The Dreadful Silence
**_The dreadful silence ,_**
it lingers on ,long after
you’ve been gone. I
couldn’t tell what was worse ,
the **_silence or the violence._**
Pretending I was **_dead_**,
**_Ignoring me to the sickest
depths of time._**
Or beating me down emotionally,
Physically, and psychologically.
**_The dreadful silence._**
I thought I was going **_insane,
_****_From all the brainwashing
gaslighting, and torture._**
But now I’m here all alone,
in this black ,hollow hole.
There’s nothing, just invisible me.
In this void of emptiness.
I turn on my tv, constantly for company.
**_The dreadful silence _**
Things are looking bleak.
Time just bleeds together _
into a river of tears, from years
Of suffering and misery.
**_Hopelessly Hopeless_** and overthinking
everything.

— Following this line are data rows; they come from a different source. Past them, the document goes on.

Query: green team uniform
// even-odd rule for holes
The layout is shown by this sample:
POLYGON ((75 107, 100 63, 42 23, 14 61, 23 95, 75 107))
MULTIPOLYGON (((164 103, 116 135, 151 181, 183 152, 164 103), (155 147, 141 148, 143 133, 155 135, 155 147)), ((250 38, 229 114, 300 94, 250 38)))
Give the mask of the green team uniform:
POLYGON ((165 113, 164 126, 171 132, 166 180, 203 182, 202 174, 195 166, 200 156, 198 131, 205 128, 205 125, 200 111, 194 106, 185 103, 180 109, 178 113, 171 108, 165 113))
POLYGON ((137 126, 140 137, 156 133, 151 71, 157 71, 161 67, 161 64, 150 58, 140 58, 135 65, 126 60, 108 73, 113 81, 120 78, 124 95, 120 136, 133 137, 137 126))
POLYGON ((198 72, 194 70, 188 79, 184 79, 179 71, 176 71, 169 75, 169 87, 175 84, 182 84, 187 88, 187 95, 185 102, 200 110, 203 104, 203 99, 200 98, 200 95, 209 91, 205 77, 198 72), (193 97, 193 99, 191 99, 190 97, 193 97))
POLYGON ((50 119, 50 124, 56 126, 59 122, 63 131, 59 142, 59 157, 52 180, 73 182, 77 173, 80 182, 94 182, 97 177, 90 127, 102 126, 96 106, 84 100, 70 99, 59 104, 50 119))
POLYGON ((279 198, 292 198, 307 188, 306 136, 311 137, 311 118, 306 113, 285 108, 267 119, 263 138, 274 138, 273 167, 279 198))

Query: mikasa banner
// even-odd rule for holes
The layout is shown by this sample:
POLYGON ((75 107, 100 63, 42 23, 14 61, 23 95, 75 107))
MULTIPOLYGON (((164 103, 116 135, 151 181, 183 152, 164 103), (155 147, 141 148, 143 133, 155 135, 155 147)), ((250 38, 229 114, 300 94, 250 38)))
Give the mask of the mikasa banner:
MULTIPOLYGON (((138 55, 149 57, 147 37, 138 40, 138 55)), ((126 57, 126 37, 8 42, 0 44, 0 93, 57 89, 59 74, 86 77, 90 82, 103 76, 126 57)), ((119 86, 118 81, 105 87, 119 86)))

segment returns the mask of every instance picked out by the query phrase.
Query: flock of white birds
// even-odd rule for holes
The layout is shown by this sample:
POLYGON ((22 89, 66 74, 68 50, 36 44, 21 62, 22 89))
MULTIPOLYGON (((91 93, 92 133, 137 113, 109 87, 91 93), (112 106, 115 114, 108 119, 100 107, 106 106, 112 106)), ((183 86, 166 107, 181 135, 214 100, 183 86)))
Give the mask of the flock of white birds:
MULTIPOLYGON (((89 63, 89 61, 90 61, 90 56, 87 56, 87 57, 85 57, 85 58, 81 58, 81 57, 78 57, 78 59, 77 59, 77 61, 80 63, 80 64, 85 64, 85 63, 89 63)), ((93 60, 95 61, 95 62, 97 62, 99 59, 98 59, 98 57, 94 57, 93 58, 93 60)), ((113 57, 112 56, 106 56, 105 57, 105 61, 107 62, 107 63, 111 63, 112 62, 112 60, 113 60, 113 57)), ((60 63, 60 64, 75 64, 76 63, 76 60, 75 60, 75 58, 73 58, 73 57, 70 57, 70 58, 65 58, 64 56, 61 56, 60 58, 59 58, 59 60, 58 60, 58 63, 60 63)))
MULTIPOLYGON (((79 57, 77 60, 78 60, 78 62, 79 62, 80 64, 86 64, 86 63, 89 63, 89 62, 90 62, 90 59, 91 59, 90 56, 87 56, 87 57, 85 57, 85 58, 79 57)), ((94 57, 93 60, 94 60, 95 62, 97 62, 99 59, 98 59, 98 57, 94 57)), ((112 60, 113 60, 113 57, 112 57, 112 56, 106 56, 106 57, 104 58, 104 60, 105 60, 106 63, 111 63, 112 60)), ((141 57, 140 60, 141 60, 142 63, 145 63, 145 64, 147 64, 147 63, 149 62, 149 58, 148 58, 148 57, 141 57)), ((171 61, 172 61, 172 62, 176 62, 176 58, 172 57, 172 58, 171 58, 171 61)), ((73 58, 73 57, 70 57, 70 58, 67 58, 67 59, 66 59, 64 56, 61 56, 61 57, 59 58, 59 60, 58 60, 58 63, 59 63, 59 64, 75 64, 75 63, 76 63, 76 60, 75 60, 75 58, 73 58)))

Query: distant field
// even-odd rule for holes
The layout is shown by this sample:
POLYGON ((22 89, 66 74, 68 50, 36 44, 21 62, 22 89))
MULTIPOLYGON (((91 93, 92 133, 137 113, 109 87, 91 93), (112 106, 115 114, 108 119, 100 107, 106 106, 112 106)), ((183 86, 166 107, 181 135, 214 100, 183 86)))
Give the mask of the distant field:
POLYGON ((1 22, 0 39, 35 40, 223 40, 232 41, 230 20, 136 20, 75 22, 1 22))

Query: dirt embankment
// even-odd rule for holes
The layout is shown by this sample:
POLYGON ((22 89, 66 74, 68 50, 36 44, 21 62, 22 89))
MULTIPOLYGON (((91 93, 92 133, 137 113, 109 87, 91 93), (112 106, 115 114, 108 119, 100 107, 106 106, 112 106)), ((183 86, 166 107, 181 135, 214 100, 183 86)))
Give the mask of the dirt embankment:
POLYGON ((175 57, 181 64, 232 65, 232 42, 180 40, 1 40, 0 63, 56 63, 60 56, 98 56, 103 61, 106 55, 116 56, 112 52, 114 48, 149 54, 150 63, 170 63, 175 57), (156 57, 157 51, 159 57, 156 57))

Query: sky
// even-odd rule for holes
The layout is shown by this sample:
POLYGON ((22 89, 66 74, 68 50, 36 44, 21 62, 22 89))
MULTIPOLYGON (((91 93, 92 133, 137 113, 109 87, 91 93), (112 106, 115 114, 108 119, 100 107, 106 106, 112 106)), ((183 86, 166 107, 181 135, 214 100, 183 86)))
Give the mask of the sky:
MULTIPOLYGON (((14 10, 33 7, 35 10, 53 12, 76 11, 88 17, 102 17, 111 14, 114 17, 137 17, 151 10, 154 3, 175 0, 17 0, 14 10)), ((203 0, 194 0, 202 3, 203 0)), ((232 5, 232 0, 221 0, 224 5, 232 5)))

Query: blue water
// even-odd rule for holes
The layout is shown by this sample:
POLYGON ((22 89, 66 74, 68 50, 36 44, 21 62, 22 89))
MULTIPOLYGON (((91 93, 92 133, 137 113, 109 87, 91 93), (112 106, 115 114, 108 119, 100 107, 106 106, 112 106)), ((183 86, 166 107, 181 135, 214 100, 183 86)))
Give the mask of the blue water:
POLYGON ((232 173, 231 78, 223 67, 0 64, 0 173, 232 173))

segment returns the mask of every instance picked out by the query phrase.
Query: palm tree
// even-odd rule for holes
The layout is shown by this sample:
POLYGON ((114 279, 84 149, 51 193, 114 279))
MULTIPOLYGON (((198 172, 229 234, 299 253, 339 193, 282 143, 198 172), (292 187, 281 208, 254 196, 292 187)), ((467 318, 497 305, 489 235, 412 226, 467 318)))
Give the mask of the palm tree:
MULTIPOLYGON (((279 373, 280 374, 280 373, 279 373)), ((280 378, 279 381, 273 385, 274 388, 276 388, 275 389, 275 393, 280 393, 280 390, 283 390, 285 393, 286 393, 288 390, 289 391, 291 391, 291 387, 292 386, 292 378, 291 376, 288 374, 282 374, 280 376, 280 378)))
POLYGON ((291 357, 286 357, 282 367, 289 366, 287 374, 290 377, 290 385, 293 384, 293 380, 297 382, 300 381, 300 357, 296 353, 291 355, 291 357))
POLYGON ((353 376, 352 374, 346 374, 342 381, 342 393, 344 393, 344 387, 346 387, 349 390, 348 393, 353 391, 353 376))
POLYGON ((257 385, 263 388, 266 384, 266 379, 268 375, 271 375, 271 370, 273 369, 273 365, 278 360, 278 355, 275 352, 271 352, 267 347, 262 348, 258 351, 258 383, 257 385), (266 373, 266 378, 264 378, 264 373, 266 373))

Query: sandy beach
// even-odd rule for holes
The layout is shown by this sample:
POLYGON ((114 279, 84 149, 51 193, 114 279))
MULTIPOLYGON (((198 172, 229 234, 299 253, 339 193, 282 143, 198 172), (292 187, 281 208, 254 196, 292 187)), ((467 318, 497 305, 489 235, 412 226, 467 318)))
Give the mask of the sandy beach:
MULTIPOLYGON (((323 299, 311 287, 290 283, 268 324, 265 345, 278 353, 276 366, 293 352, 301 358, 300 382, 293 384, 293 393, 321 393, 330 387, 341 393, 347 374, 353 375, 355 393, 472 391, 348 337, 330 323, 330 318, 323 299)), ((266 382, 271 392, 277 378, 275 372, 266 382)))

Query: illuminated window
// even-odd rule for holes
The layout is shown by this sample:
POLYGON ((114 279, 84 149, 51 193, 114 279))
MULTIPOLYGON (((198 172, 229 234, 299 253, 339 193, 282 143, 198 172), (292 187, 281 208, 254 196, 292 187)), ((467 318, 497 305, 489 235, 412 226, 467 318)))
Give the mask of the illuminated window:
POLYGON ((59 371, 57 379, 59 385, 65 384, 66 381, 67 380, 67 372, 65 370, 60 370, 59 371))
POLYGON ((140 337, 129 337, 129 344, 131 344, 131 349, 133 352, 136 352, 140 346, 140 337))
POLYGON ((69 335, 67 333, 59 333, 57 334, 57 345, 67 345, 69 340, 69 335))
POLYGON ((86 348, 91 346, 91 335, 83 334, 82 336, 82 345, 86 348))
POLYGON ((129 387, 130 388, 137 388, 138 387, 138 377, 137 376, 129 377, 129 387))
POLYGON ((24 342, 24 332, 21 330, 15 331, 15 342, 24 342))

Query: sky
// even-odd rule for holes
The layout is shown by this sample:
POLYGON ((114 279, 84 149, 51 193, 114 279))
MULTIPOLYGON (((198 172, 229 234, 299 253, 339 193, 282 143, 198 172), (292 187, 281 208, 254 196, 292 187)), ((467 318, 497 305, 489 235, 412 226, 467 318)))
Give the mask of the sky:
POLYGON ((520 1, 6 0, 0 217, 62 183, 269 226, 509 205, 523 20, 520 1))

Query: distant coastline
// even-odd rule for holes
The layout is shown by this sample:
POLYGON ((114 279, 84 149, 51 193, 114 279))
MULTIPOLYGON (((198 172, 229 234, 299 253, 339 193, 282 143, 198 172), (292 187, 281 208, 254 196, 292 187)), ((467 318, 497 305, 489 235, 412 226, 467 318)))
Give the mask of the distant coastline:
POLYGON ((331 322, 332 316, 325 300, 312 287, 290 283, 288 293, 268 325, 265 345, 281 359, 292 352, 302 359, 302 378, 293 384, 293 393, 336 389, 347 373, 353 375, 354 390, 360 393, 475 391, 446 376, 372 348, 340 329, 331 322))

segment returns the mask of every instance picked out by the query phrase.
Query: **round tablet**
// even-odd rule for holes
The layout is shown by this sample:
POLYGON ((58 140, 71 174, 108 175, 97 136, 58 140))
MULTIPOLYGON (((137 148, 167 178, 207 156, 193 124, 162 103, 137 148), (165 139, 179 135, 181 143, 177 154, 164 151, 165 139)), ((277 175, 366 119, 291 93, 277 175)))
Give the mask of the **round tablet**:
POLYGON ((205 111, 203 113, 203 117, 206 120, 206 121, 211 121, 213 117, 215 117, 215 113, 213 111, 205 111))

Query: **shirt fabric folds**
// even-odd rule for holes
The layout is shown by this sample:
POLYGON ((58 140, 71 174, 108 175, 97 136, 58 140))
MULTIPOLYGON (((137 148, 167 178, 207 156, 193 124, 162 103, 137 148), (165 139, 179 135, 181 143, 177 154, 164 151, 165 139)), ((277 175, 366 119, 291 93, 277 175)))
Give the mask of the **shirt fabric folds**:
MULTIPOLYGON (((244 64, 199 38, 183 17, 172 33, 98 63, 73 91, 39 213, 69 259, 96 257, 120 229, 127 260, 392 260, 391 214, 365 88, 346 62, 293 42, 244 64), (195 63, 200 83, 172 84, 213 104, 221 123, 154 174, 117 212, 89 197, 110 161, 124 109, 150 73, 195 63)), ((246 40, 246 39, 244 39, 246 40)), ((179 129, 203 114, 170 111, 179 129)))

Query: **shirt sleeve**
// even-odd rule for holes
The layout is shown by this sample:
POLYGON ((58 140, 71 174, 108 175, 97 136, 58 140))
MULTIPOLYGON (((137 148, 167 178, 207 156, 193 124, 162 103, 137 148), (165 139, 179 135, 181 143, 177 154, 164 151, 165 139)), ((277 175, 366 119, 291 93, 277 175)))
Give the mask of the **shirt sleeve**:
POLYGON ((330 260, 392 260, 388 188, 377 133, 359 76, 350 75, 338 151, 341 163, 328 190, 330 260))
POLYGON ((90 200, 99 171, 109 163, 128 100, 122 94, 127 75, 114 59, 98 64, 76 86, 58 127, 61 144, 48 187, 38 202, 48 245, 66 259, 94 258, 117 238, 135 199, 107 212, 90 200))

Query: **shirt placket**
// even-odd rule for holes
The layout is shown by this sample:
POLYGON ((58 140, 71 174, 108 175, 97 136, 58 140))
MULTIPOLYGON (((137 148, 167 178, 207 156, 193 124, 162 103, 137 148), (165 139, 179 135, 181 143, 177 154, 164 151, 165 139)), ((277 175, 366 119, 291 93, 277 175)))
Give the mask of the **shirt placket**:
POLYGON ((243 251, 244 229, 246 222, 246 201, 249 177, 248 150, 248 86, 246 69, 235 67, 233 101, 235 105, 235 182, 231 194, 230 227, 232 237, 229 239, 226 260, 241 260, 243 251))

Even the smallest of
Things seem like major decisions for me.
**_The dreadful silence _**
So I’m **_stuck_** on this hamster wheel
And I can’t get off ,even when I’m
In **_excruciating_** **_pain. I’m _**so tired I’m
**_Passing out , _**but I keep fighting it.
As this **_dreadful silence _**
has become a part of me,
**_but,_** its becoming smaller and smaller
every day .I focus on the good,
and helping others.
I’m grateful and blessed for everything.